Pi3k expression variation associated with paclitaxel based or vinorebine based chemotherapy

developed metas tasis at the time of diagnosis. Approximately 50% of NSCLC patients receive chemotherapy as part of their Gemcitabine treatment. Agents that alter tubulin dynamics, such as paclitaxel and vinore bine, are commonly used in NSCLC treatment, either individually or combined with platinum drugs such as carboplatin or cis platin. Paclitaxel/vinorebine based chemotherapy has been shown to increase overall survival time for advanced or inoperable NSCLC. For the patients with early stage disease, surgery followed by a paclitaxel/vinorebine based chemotherapy is the most effective treatment available. Several clinical studies have reported that NSCLC patients with high class III tubulin expression were more resistant to paclitaxel/vinorebine based chemotherapy regi men than patients with low levels of expression.
Anti tubulin agents such as paclitaxel and vinorebine inhibit microtubule dynamics, leading to the growth arrest of tumor Maraviroc Selzentry cells and subsequently cell death. The efficacy of anti tubulin treat ment can be limited by the development of resistance to these agents by cancer cells. The mechanisms controlling resistance to tubulin binding agents are complex, involving increased expres sion of multidrug resistance proteins such as the P gp, changes in tubulin structure, and alterations in the levels of key proteins that control cell survival. Another reported source of resistance to these drugs is elevated expression of class III tubulin in the cancer tissue. The studies evaluating class III tubulin expression variation associated with paclitaxel based or vinorebine based chemotherapy have yielded inconsistent results.
For several studies, high expression of class III tubulin was corre lated with an adverse response rate for patients with NSCLC treated with paclitaxel based or vinorebine based chemotherapy. For other studies, the correlation between tubulin pi3k gene expression and clinical response was more ambiguous. Therefore, class III tubulin might be a promising prognostic marker for NSCLC treated with paclitaxel based or vinorebine based chemotherapy. However, there has not been a systematic assessment of the literature regarding the association of resistance to paclitaxel/vinorebine based chemotherapy with high class III tubulin expression. Also, most of the individual studies had a small number of patients.

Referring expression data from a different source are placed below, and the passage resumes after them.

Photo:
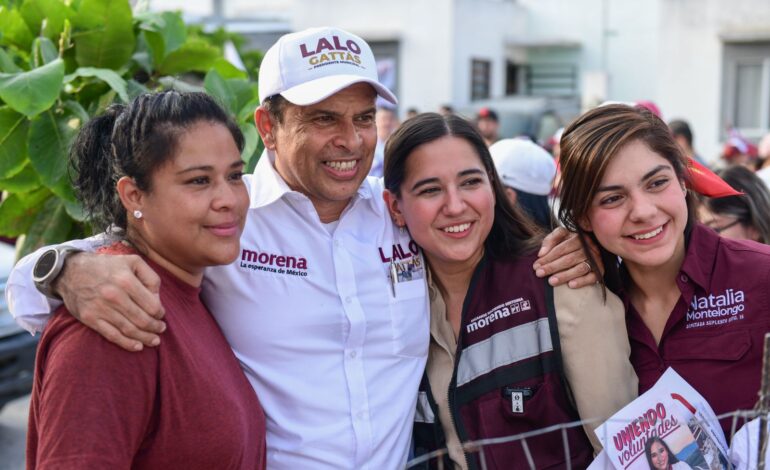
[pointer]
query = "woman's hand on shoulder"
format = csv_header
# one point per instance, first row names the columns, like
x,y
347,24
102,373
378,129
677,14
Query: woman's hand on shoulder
x,y
115,295
561,258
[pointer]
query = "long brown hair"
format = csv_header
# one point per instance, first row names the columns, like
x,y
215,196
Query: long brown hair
x,y
587,147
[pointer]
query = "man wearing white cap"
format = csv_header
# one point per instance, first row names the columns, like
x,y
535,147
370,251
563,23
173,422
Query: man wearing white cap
x,y
527,171
327,329
334,348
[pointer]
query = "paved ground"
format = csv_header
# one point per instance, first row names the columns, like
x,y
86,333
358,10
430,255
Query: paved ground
x,y
13,434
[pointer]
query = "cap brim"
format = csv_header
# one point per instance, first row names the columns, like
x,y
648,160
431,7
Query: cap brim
x,y
318,90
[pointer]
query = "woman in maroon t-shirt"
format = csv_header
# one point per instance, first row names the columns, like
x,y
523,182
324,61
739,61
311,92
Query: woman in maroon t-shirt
x,y
695,301
163,175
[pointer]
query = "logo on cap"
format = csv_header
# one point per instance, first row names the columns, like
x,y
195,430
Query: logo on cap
x,y
327,52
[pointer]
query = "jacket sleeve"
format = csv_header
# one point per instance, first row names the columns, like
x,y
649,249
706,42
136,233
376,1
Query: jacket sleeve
x,y
29,307
595,351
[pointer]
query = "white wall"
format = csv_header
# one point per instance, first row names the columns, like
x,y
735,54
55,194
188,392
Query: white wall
x,y
481,28
690,77
616,36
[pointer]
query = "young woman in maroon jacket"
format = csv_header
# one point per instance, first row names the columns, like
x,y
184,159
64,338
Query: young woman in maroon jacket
x,y
164,174
498,363
694,301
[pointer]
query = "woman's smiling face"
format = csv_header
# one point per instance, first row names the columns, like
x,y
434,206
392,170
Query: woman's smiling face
x,y
639,211
447,201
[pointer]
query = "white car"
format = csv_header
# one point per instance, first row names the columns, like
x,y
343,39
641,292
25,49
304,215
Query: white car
x,y
17,347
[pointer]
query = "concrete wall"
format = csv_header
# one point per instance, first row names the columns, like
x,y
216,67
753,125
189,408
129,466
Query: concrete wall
x,y
617,37
481,28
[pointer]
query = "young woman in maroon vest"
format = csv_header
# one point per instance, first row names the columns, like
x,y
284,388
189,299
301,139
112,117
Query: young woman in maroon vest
x,y
505,348
164,174
694,301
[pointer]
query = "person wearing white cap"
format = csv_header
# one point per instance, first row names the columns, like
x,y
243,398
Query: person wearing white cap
x,y
527,171
326,307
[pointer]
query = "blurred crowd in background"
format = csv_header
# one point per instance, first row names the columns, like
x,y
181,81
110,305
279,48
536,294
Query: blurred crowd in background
x,y
530,171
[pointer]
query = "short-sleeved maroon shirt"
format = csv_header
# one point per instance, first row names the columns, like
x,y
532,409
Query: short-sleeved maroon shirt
x,y
714,336
185,404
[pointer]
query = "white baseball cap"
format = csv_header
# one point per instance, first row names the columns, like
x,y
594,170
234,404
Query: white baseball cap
x,y
309,66
524,165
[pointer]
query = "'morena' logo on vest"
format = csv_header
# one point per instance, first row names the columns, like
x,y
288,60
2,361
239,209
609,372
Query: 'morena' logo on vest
x,y
331,51
501,311
270,262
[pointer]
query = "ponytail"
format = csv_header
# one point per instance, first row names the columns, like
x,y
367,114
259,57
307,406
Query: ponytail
x,y
95,174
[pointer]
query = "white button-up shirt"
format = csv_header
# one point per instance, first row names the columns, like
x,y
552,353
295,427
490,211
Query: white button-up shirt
x,y
334,350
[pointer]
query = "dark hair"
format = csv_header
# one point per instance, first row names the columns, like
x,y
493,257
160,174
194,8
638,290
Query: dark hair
x,y
513,233
134,140
275,105
587,146
535,206
648,450
680,127
752,209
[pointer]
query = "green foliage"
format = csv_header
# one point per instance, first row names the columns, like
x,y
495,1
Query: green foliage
x,y
65,61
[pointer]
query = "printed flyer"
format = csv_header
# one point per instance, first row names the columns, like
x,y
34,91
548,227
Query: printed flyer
x,y
671,426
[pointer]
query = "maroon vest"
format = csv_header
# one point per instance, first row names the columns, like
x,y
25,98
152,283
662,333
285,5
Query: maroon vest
x,y
508,376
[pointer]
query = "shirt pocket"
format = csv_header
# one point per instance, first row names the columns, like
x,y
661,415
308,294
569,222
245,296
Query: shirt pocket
x,y
409,318
725,346
524,408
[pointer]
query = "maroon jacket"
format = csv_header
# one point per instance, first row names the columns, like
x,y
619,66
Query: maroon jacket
x,y
714,336
508,350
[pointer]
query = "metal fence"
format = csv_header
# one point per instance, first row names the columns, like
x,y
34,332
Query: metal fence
x,y
738,419
478,447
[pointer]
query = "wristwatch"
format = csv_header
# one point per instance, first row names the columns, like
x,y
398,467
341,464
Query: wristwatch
x,y
48,267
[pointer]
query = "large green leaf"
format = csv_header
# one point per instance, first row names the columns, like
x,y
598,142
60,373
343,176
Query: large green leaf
x,y
110,77
219,88
164,33
35,91
13,142
45,17
245,94
194,55
17,211
7,64
105,34
246,113
14,29
50,135
251,138
50,225
24,181
228,70
44,51
252,162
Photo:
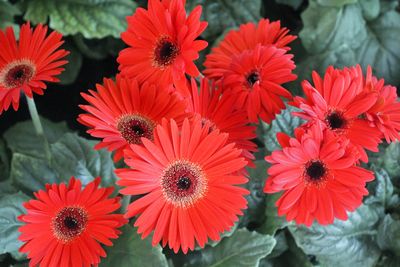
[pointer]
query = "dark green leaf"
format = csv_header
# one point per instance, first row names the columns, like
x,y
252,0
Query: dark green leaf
x,y
272,222
243,248
256,198
74,64
31,174
389,235
344,243
293,3
383,191
4,161
130,250
74,156
284,122
10,208
223,14
7,13
91,18
22,138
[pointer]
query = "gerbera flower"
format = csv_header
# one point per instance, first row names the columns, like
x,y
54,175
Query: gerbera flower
x,y
255,77
123,112
25,65
317,172
219,110
65,225
188,176
247,37
162,43
338,101
385,113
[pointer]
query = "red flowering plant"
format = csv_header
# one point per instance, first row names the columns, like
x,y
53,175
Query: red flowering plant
x,y
199,133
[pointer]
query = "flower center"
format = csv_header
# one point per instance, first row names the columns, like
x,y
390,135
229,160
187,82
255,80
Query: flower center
x,y
336,120
133,127
69,223
252,78
315,170
17,73
183,183
165,52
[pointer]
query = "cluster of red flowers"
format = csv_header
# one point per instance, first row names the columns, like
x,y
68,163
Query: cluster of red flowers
x,y
318,170
187,146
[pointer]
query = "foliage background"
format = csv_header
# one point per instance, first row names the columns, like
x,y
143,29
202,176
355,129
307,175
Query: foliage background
x,y
338,32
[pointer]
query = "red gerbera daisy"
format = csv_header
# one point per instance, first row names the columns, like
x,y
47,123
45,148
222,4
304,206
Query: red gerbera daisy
x,y
65,225
317,173
189,177
248,36
123,112
337,102
162,43
219,110
255,77
25,65
385,113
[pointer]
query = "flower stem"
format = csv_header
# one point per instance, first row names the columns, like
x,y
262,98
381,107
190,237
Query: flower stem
x,y
38,126
126,200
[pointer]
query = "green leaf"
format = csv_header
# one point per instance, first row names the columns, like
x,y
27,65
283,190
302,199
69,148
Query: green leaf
x,y
7,13
381,49
4,161
243,248
22,138
75,156
130,250
389,235
383,191
293,3
390,160
74,65
344,243
327,28
336,3
224,14
256,198
272,222
284,122
91,18
32,174
10,208
367,31
99,49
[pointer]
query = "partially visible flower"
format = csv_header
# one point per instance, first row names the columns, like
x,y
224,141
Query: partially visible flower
x,y
123,112
247,37
337,102
385,113
65,225
219,110
317,172
254,78
189,179
26,65
162,43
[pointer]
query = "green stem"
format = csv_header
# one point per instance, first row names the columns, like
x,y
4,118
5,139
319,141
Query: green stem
x,y
38,126
126,200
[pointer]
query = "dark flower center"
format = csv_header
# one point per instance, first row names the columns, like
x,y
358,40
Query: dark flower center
x,y
165,52
69,223
315,170
134,127
253,77
336,120
17,73
183,183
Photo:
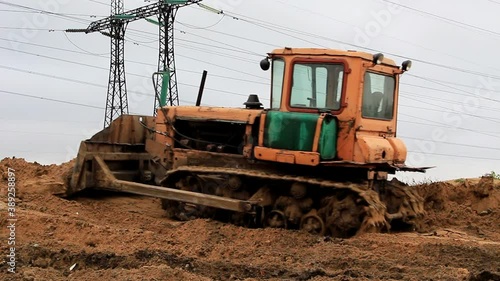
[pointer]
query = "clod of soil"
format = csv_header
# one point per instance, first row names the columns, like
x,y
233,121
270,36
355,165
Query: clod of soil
x,y
106,236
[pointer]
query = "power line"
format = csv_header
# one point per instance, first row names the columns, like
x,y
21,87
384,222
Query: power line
x,y
276,28
496,120
457,89
452,143
50,99
40,12
445,125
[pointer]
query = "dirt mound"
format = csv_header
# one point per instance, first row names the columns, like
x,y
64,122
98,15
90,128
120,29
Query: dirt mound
x,y
110,236
472,205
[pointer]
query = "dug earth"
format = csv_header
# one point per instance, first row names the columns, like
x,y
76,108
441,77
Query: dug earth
x,y
107,236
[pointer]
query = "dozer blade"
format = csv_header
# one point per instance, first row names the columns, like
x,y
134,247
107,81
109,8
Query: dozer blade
x,y
104,179
116,159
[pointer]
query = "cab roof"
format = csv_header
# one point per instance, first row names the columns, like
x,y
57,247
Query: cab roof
x,y
329,52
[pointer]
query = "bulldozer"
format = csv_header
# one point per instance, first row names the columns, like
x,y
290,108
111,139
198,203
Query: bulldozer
x,y
317,158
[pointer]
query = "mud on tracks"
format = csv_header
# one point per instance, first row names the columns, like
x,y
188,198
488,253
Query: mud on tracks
x,y
119,237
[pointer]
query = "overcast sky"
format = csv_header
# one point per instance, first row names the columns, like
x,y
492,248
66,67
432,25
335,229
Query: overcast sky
x,y
449,101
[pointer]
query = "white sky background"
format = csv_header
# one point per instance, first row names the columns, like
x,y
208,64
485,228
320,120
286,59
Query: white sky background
x,y
433,114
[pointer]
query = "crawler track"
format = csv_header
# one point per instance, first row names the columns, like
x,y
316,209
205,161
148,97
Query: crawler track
x,y
319,206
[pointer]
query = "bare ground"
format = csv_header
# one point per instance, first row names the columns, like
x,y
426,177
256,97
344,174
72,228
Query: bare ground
x,y
122,237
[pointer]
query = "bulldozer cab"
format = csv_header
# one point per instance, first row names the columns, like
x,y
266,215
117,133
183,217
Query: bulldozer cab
x,y
329,105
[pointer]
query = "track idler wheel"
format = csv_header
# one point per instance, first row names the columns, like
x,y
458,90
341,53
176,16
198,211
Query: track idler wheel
x,y
312,223
276,219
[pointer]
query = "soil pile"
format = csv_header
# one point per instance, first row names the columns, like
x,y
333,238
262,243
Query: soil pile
x,y
106,236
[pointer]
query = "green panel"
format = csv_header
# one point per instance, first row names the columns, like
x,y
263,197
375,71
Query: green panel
x,y
123,17
164,87
328,139
176,2
290,130
295,131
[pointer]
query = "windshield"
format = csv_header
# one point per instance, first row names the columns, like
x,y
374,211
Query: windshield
x,y
378,96
317,85
277,82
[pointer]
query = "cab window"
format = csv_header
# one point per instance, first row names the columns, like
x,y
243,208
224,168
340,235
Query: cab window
x,y
317,85
378,96
277,83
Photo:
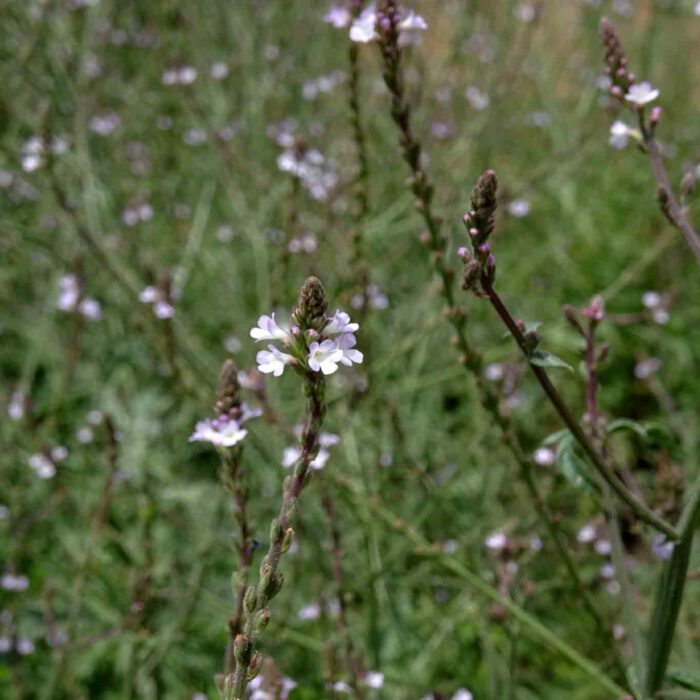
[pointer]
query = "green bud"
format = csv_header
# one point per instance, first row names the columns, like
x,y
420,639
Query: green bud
x,y
250,599
262,619
287,541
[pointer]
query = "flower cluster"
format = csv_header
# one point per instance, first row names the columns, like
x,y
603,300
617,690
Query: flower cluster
x,y
226,430
71,299
363,28
319,350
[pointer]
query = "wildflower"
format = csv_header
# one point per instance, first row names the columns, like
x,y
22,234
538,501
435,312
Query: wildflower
x,y
619,134
338,16
477,99
222,432
324,356
544,456
496,541
364,29
640,94
219,70
43,467
340,323
374,679
158,300
346,344
269,329
14,582
586,534
647,367
273,361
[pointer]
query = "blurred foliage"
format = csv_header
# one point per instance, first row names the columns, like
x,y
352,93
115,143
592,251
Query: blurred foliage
x,y
128,549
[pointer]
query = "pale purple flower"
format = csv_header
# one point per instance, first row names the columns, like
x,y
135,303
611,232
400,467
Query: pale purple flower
x,y
14,582
496,540
374,679
641,94
324,357
273,361
619,134
544,456
339,16
340,323
346,344
269,329
221,432
43,467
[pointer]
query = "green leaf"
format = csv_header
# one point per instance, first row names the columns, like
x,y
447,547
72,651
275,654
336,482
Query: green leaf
x,y
571,466
686,679
541,358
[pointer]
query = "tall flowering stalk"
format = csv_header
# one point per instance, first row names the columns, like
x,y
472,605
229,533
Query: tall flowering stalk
x,y
479,277
315,345
393,28
637,95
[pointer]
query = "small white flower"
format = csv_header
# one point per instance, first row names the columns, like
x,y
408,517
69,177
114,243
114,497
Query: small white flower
x,y
641,94
619,134
496,540
324,357
340,323
338,16
91,309
346,344
374,679
269,329
273,361
586,534
544,456
651,299
220,432
364,28
43,467
477,99
602,547
312,611
219,70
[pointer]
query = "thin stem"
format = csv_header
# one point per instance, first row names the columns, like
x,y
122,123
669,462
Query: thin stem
x,y
256,600
670,205
605,470
469,357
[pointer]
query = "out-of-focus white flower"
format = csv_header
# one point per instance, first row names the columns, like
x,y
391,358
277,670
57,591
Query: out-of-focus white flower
x,y
496,540
221,432
477,99
544,456
586,534
312,611
340,323
14,582
338,15
641,94
374,679
519,208
647,367
272,361
219,70
43,467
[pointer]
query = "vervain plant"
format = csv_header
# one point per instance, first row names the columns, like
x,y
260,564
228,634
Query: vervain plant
x,y
479,278
315,345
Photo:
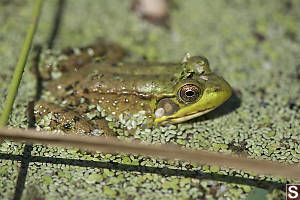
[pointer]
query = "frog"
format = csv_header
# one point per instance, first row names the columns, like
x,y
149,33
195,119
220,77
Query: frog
x,y
90,90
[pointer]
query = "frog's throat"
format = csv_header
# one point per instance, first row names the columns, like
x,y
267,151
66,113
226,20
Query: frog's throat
x,y
183,118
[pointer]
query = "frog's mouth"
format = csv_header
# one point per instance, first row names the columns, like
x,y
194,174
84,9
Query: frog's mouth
x,y
188,117
176,120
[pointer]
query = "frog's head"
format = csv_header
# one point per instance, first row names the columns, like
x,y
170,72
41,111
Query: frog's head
x,y
196,92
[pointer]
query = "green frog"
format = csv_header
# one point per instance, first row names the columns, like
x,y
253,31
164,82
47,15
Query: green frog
x,y
91,90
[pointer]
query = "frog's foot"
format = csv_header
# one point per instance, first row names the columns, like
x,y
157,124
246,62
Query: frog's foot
x,y
54,64
53,117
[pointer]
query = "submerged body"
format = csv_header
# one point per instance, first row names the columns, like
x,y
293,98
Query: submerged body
x,y
96,79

Furthermore, most of the stud ies that investigated the association between paclitaxel based or vinorebine based chemotherapy and class III tubulin expression involved either one or the other drug, but not both. Therefore, it is still unknown whether there is a significant difference between paclitaxel jak stat based canon law and vinorebine based chemotherapy in treatment of patients with NSCLC. We performed a meta analysis to provide a systematic assess ment of whether class III tubulin expression is associated with objective response and median survival time in patients with NSCLC based on treatment with paclitaxel/vinorebine based chemother apy, and compared difference of objective response between paclitaxel based and vinorebine based chemotherapy in treatment for NSCLC. We did systematic computerized searches of several databases, including MEDLINE, EMBASE, CNKI, using the keywords Class III tubulin/tubulin, Cancer and Chemotherapy.